For many of my portraits, such as those of Albert Watson, Gordon Parks, Nobuyoshi Araki, Dan Winters and Sebastiao Salgado, I took advantage of open shade, the area where the direct sun ends and shade or indirect sunlight takes over. This type of diffused ambient light is both flattering and can be found any time during the daylight hours, as long as there’s a structure—natural or man-made—to intervene with the direct sun. Henri Cartier-Bresson reminded me that only “mad dogs and Englishmen go out in the midday sun,” referencing the famous Noel Coward song in our conversation about life and photography. Not a bad idea to keep in mind, unless you’re carrying around a handheld silk.
When using strobes, light modifying and shaping tools are extremely effective in the goal of achieving a powerful portrait. A question to ask before setting up lights: “Will the subject benefit from flatter, more even light that reduces the appearance of wrinkles by the lack of shadows, or do we want to pull out more character?” A softbox or a beauty dish above the camera position with a white reflector just out of frame underneath the subject is a common first approach, while an angled softbox or a light with a grid is a good starting point for a dramatic image. What’s the right approach? The one that best works to illustrate the story or convey the essence of the person before your lens. If they’re an actor looking for commercial work, flatter lighting and smiles tend to be what casting directors are looking for, while theatrical headshots tend to be best served with dramatic lighting.

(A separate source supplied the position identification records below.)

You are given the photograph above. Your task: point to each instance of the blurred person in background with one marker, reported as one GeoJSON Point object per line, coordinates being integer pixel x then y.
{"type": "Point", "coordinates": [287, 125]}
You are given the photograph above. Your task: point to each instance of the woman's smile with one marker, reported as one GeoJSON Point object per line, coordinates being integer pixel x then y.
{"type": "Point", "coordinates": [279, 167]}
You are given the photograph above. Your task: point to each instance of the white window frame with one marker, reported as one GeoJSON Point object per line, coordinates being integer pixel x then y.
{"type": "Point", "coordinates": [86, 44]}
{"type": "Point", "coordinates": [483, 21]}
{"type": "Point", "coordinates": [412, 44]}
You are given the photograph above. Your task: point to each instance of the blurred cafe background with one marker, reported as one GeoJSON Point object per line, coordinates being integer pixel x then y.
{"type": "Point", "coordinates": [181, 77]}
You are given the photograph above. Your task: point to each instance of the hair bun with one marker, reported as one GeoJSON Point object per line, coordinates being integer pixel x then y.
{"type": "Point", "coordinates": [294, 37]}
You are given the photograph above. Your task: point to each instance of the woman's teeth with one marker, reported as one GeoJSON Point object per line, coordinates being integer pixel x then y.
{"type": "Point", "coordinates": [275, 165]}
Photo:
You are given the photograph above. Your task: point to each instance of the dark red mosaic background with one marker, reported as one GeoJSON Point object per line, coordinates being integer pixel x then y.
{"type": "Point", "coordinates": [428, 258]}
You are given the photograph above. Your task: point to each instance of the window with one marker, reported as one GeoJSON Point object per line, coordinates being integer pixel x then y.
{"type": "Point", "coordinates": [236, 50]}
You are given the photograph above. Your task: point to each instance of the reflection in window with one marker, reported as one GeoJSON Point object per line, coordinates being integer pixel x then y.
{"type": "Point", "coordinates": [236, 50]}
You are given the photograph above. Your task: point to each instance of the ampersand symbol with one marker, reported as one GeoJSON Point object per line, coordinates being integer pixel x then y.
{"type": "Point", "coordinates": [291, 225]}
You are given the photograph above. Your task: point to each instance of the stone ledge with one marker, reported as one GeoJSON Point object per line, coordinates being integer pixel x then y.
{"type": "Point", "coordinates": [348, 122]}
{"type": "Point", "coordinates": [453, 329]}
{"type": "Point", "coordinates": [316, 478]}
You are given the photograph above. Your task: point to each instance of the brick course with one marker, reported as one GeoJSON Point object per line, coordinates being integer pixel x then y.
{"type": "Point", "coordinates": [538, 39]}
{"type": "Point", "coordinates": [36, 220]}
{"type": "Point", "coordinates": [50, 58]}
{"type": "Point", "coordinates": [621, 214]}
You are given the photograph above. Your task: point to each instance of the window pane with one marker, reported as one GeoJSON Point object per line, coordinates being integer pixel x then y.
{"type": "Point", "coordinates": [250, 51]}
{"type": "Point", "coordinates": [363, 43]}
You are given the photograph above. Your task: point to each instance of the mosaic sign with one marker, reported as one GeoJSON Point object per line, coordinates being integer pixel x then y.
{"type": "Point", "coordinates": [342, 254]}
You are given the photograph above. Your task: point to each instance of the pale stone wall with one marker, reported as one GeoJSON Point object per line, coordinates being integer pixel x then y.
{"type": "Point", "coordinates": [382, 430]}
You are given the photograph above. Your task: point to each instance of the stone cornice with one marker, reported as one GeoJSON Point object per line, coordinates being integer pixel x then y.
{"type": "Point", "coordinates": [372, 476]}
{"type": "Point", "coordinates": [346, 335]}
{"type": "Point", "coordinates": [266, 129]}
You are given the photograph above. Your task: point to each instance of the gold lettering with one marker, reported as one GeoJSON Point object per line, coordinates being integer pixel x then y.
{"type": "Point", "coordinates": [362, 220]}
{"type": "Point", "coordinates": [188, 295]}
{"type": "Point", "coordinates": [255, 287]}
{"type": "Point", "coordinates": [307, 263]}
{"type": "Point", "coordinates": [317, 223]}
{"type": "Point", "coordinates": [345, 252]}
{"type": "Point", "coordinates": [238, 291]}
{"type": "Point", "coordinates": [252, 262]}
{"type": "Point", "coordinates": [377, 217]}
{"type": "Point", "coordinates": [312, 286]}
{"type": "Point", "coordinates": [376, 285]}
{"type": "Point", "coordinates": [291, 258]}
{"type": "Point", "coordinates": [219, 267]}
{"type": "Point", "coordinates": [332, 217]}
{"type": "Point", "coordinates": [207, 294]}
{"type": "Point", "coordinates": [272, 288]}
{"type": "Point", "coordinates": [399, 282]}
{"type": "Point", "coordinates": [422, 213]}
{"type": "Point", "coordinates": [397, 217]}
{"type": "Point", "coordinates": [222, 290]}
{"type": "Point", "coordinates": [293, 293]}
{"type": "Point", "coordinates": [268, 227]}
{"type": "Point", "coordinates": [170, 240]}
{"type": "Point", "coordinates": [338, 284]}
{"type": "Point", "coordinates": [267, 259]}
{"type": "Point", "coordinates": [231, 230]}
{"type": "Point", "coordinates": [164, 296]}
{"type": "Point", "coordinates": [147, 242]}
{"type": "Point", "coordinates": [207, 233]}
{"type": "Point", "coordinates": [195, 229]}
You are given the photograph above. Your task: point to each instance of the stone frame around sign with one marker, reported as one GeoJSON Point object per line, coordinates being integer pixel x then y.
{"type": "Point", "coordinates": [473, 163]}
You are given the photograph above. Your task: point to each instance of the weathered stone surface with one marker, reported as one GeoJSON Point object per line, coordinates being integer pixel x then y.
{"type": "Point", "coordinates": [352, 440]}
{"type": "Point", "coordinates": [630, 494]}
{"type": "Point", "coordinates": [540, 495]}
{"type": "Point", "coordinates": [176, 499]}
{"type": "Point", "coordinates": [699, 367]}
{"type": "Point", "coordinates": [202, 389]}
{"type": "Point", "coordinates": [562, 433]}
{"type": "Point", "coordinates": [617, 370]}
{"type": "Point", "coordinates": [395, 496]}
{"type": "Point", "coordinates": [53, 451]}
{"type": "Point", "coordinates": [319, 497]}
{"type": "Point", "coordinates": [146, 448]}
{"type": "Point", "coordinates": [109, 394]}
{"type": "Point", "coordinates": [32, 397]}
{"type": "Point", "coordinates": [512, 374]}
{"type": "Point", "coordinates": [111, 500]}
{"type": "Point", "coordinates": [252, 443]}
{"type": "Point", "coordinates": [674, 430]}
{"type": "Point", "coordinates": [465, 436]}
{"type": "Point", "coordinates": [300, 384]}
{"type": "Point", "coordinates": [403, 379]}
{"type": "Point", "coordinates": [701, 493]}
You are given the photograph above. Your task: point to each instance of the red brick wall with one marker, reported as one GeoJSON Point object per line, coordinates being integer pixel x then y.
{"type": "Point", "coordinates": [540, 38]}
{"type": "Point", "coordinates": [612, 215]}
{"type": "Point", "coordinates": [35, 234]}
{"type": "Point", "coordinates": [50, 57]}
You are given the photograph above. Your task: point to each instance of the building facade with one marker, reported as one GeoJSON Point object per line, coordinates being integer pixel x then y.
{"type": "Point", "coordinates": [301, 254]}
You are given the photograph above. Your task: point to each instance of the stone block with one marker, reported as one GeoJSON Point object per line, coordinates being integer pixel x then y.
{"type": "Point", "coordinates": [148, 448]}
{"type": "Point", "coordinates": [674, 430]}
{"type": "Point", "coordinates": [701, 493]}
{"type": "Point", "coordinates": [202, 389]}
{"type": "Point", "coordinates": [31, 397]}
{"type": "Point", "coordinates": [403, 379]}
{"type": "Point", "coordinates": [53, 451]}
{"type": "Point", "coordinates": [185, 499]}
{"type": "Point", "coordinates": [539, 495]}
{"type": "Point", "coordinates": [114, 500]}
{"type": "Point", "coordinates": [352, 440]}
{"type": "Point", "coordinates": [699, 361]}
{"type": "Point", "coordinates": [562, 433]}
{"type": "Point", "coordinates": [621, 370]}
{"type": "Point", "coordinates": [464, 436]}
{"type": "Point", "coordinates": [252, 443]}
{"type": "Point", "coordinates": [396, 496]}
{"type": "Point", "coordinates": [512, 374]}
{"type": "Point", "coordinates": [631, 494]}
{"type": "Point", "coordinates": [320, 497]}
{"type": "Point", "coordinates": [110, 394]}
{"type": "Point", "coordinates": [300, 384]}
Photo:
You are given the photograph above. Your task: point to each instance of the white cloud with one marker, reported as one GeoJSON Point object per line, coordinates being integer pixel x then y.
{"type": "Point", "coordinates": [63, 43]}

Just like fingerprints, everyone has their own unique face. If we can capture and record it with the appropriate light and composition, and somehow tap into something that tells us about the sentient being behind our subject’s eyes, we have achieved our photographic goal.
The photographic greats I’ve had the honor to stand and sit before my lens all have at least one thing in common: a clear understanding of how to create powerful portraits that can stand the test of time.